Jovem foi envenenado por Lonomia em Goiás e internado em Ribeirão Preto; médica Fan Hui Wen enviou soro às pressas em voo na véspera do Natal


Publicado em: 02/01/2024

Era para ser uma tarde comum naquele 21 de dezembro de 2004. Já em clima natalino, a pesquisadora Fan Hui Wen, então diretora do Hospital Vital Brazil (HVB) do Instituto Butantan, passou rapidamente na unidade após buscar o sobrinho de 4 anos, que estava em uma festa infantil na região. A médica, que não estava de plantão naquele dia, só queria garantir que estava tudo sob controle. Foi por acaso que ela estava lá quando, por volta das 20h, o telefone do HVB tocou: uma médica do Hospital das Clínicas da Faculdade de Medicina de Ribeirão Preto da Universidade de São Paulo precisava de ajuda para tratar um paciente.
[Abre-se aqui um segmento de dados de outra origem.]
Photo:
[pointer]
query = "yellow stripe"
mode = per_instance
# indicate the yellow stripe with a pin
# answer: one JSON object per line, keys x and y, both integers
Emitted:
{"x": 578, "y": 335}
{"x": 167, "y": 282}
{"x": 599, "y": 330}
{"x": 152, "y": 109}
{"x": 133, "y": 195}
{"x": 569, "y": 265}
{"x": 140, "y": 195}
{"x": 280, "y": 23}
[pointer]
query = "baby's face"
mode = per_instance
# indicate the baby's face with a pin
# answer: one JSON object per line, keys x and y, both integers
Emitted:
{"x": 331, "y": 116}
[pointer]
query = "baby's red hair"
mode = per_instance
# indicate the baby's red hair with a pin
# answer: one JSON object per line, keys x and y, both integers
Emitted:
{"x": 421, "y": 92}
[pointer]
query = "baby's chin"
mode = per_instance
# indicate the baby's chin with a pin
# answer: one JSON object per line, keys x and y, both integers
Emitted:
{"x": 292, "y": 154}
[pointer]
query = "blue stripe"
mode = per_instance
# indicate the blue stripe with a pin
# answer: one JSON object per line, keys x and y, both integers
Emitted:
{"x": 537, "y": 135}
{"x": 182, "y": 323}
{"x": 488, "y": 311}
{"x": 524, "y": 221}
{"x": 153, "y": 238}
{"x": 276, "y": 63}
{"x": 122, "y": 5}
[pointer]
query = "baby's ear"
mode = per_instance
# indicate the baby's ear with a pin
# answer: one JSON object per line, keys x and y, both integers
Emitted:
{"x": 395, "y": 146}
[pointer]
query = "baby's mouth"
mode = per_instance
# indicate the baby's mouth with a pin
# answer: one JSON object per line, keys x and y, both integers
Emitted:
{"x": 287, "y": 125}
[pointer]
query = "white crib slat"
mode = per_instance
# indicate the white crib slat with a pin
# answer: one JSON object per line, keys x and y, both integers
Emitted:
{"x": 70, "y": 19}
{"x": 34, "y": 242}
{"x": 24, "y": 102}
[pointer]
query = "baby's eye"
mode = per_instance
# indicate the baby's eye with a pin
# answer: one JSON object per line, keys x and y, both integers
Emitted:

A profissional tinha admitido no hospital um homem de 25 anos que havia encostado em uma árvore cheia de lagartas no Parque Estadual de Terra Ronca, em Goiás, durante uma viagem. No caminho de volta para São Paulo, o jovem precisou buscar atendimento médico. “Ele já estava com hemorragias na gengiva e manchas roxas na pele, um claro sinal de envenenamento por Lonomia obliqua”, conta Fan, atual diretora técnica de produção de soros do Butantan. O homem chegou a fotografar as lagartas, que costumam ficar aglomeradas em troncos de árvores frutíferas.

A partir daquele telefonema, teve início uma verdadeira saga. Fan rapidamente coletou algumas ampolas do soro antilonômico, que neutraliza o veneno, acionou a ambulância do Hospital Vital Brazil e partiu, junto com o pequeno sobrinho vestido de Power Rangers, para o aeroporto de Congonhas. Um voo sairia às 22h de São Paulo com destino a Ribeirão Preto e era necessário “embarcar” o medicamento.

Cheguei no aeroporto, furei a fila de todo mundo, fui até o guichê da companhia aérea e disse: ‘Preciso mandar esse soro com urgência para Ribeirão Preto. A vida de uma pessoa depende disso!’

De próprio punho, Fan escreveu uma declaração solicitando que o soro fosse enviado ao hospital. O comandante do voo levou a caixa de isopor com o antiveneno dentro da cabine e, à meia noite, o paciente já estava sendo medicado. Com a terapia, o sangramento parou e os padrões de coagulação foram normalizados. O homem teve alta dois dias depois.

Na época, o soro antilonômico – que é produzido em um único lugar do mundo inteiro, o Instituto Butantan – ainda não era disponibilizado em larga escala no Brasil pelo Ministério da Saúde, já que a maioria dos casos notificados se concentrava no Sul. Foi a primeira vez que um acidente por Lonomia foi reportado em Goiás.

“Além disso, a distribuição do soro não incluía a parte norte do estado de São Paulo, onde o jovem foi atendido, já que se trata de uma região de baixo risco de ocorrência de lagartas do gênero Lonomia”, explica a pesquisadora.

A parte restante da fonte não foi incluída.